The cost of BP’s oil spill is still being added especially now that criminal charges have been made. However the cleanup cost was recently estimated at $42 billion, excluding further litigation claims. While BP is paying a share of the cost, the question remains as to whether the Gulf of Mexico could ever be properly cleaned up and business owners fisherman, and others impacted are every properly compensated.
The Fukushima nuclear plant in Japan was required to carry $1.5 billion in insurance. However, the insurance doesn’t cover natural disasters even though the site is on the ocean shore over a known fault line. The Japanese government will pass the cleanup costs onto its taxpayers. The cost could be more than $300 billion and take decades. In the US, the nuclear industry maintains a $12 billion reinsurance fund. However, analysts estimate that if a nuclear meltdown occurred at the Indian Point station north of New York City, it could make the city inhabitable for years and cleanup costs could range from $720 billion to $1 trillion or more.
While the Fukushima disaster costs are unimaginably high, nothing compares to the risk externalization of financial products which have been monetized by the US government since 2008. Gross Federal debt has increased by roughly $4 trillion, and the Federal Reserve balance sheet has increased by almost $2 trillion. Other costs that are harder to measure include the loss of interest income due to zero percent interest rates, and the loss of purchasing power due to the fall in the value of the dollar.

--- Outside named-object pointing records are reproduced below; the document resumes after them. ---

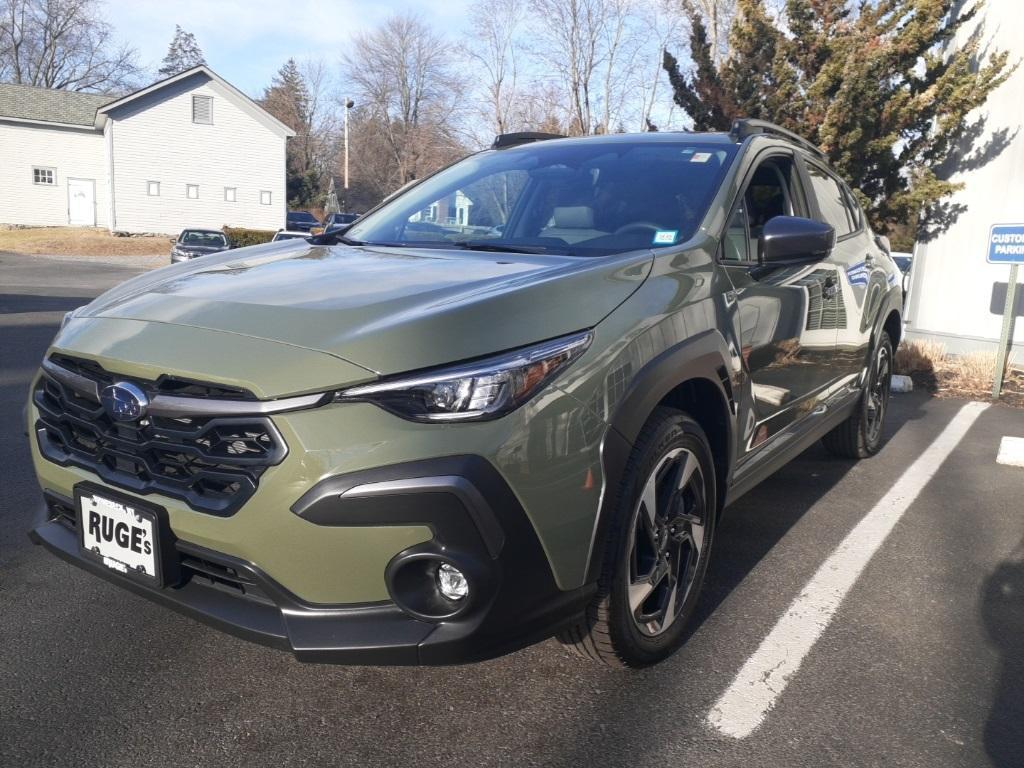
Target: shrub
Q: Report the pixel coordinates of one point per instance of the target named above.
(240, 237)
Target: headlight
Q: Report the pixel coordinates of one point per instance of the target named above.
(473, 391)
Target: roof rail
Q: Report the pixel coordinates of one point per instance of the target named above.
(505, 140)
(743, 127)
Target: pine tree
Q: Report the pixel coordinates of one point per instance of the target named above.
(182, 53)
(288, 99)
(872, 84)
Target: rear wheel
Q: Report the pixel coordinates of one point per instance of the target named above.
(860, 435)
(657, 550)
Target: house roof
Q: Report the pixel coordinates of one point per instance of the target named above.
(32, 104)
(241, 98)
(47, 105)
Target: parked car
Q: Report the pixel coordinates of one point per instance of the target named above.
(286, 235)
(904, 261)
(301, 221)
(334, 220)
(406, 444)
(193, 243)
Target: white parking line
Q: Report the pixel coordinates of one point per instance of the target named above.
(755, 689)
(1011, 452)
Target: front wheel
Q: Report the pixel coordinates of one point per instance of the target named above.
(657, 550)
(860, 435)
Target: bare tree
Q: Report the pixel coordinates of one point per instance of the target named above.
(62, 44)
(664, 26)
(717, 15)
(403, 81)
(593, 50)
(495, 53)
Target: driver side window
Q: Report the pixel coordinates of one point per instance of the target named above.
(773, 190)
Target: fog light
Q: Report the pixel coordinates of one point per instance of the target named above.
(452, 583)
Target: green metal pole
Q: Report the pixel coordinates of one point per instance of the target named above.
(1008, 325)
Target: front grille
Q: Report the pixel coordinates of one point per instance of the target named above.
(212, 463)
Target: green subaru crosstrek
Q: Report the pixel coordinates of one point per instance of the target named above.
(510, 402)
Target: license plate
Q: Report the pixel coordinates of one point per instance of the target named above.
(121, 536)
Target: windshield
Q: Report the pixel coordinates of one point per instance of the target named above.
(903, 262)
(210, 240)
(584, 198)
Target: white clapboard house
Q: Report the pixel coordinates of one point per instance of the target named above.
(188, 151)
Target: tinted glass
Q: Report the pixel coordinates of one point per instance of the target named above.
(832, 201)
(588, 198)
(210, 240)
(736, 244)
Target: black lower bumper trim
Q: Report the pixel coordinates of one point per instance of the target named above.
(523, 606)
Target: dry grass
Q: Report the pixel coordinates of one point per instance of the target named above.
(86, 242)
(956, 376)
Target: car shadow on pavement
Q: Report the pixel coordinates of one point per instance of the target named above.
(752, 526)
(11, 303)
(750, 529)
(1003, 612)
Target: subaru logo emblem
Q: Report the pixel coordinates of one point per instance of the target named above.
(124, 401)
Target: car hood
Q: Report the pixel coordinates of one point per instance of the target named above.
(201, 250)
(388, 310)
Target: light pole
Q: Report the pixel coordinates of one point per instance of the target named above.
(349, 103)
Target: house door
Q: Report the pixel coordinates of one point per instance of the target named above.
(81, 202)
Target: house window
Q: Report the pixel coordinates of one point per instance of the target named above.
(203, 110)
(44, 176)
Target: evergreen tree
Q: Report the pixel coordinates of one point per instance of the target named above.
(182, 53)
(872, 84)
(288, 99)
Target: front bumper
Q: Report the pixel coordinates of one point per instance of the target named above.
(477, 523)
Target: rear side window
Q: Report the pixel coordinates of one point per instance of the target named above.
(832, 201)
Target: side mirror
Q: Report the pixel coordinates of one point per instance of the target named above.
(795, 240)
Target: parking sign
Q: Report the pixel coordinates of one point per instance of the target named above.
(1006, 244)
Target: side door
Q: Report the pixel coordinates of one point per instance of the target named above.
(781, 318)
(855, 258)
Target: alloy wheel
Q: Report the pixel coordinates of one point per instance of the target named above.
(878, 393)
(667, 540)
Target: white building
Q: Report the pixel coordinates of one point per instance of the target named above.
(955, 297)
(188, 151)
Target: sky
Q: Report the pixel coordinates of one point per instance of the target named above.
(247, 41)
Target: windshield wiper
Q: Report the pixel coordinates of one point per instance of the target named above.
(497, 247)
(331, 239)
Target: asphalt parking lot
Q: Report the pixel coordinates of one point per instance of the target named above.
(920, 664)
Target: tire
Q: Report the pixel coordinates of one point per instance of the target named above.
(657, 559)
(860, 435)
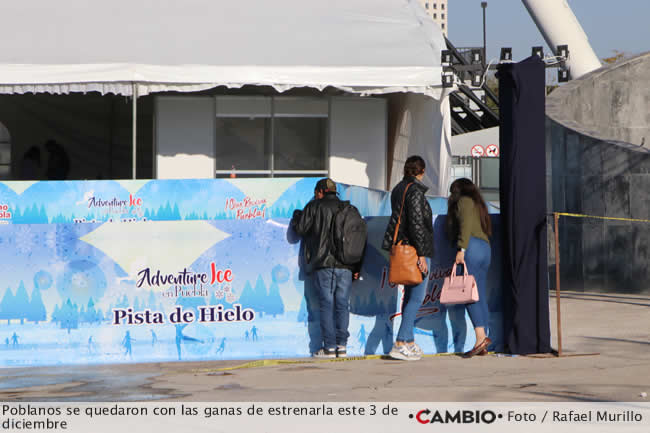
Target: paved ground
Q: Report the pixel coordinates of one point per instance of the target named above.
(618, 327)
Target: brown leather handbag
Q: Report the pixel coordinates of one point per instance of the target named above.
(403, 265)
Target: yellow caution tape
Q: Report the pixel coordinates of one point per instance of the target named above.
(577, 215)
(272, 362)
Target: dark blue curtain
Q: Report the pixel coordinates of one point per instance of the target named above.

With the onset of peak oil, and continuation of globalization, some risks taking is necessary to meet global energy demand. Nuclear plants, and deep water drilling may be part of the solution, however the true risks should be insured. Likewise, financial risk takers and governments should not accept excessive risks without purchasing proper insurance. If the costs are prohibitive then they aren’t economical in the first place. The real risk is moral hazard itself.